Variation in spot size on monarch wings brings up another important evolutionary concept. If having a certain number of spots made a monarch more fit for some reason, and if spot number was caused by a monarch’s genotype, we would expect spot number to evolve. However, some traits don’t have a huge effect on an organism’s fitness, like blood type or eye color in humans. We expect that variation in these traits could last for a long time, whereas variation that makes a big difference would soon disappear as the more advantageous genotype would take over.

Investigating phenotypic variations is a great way to introduce students to evolutionary concepts. They can measure and record wing lengths or other traits such as spot characteristics, and analyze their data, looking at means, medians and mode, as well as the amount of variation. The resulting bell curve would provide discussion material for evolutionary concepts. 

White Monarchs: Unusual phenotypes

White monarch larva with smaller normal larvae

Nivous monarchs are grayish white in all areas of the wings that are typically orange. They are rare in Australia, New Zealand, Indonesia, and the Americas. In Hawaii, however, the frequency of white monarchs is 10%! It is believed that the gene responsible was present in the founder population of the mid-1800’s. The genetics of this variation appear to be a simple recessive gene. Interestingly, the white form of monarchs has increased in Hawaii over the past 20 years, perhaps as a result of selective predation on orange butterflies by bulbul birds, which find the white form more difficult to see.
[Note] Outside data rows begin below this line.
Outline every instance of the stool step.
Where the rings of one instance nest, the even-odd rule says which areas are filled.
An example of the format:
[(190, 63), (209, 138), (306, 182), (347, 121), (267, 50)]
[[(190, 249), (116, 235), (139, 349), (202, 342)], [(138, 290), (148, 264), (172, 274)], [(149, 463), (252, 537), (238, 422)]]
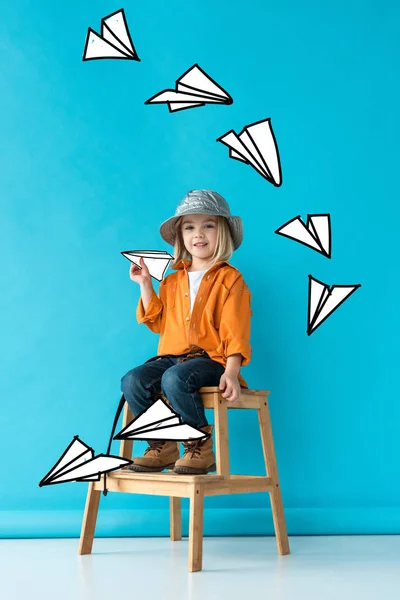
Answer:
[(168, 481), (168, 482), (186, 482), (186, 483), (205, 483), (209, 481), (220, 481), (224, 478), (222, 475), (179, 475), (171, 471), (161, 471), (157, 473), (140, 473), (133, 471), (113, 471), (107, 474), (107, 479), (128, 479), (132, 481)]
[[(272, 492), (276, 485), (265, 475), (175, 475), (168, 473), (129, 473), (116, 471), (107, 476), (107, 489), (110, 492), (149, 494), (189, 498), (194, 488), (203, 496), (225, 494), (247, 494)], [(104, 488), (103, 478), (95, 482), (94, 489)]]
Monarch Larvae also have a white form that was the subject of a paper published by Monarch Lab researchers and also observed by Monarch Larvae Monitoring Project volunteer, Sherry Skipper-Spurgeon. These larvae lack the yellow pigment found in most monarch larvae, and looked like caterpillar zebras. WE did study the genetics of this variation, and found that the trait is due to a single recessive gene. If this trait caused higher fitness among its bearers, it would be expected to increase in frequency. However, the fact that this is rare suggests that it is disadvantageous.